Hi Ulf,
Thanks for taking time to review this.
On Wed, Oct 14 2020 at 04:29 -0600, Ulf Hansson wrote:
On Tue, 13 Oct 2020 at 00:34, Lina Iyer <ilina@xxxxxxxxxxxxxx> wrote:
Some devices have a predictable interrupt pattern while executing a
particular usecase. An example would be the VSYNC interrupt on devices
associated with displays. A 60 Hz display could cause a periodic
interrupt every 16 ms. A PM domain that holds such a device could power
off and on at similar intervals.
Entering a domain idle state saves power, only if the domain remains in
the idle state for the amount of time greater than or equal to the
residency of the idle state. Knowing the next wakeup event of the device
will help the PM domain governor make better idle state decisions.
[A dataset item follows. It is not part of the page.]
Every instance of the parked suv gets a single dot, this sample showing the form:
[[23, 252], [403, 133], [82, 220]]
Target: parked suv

Let's add the pm_runtime_set_next_wake() API for the device and document
the usage of the API.
Signed-off-by: Lina Iyer <ilina@xxxxxxxxxxxxxx>
---
Documentation/power/runtime_pm.rst | 21 ++++++++++++++++++++
drivers/base/power/runtime.c | 31 ++++++++++++++++++++++++++++++
include/linux/pm.h | 2 ++
include/linux/pm_runtime.h | 1 +
4 files changed, 55 insertions(+)
diff --git a/Documentation/power/runtime_pm.rst b/Documentation/power/runtime_pm.rst
index 0553008b6279..90a5ac481ad4 100644
--- a/Documentation/power/runtime_pm.rst
+++ b/Documentation/power/runtime_pm.rst
@@ -515,6 +515,14 @@ drivers/base/power/runtime.c and include/linux/pm_runtime.h:
power.use_autosuspend isn't set, otherwise returns the expiration time
in jiffies
+ `int pm_runtime_set_next_event(struct device *dev, ktime_t next);`
Rather than specifying the next event, could it make sense to specify
the delta instead? I guess it depends on the behaviour of the
driver/client that calls this API...
I guess, drivers would calculate the next event from an interval, but
the usage of this feature needs to account for the time from when this
call was received. I am open to taking in interval as the input and
saving the next actual time (adding the current ktime) to it.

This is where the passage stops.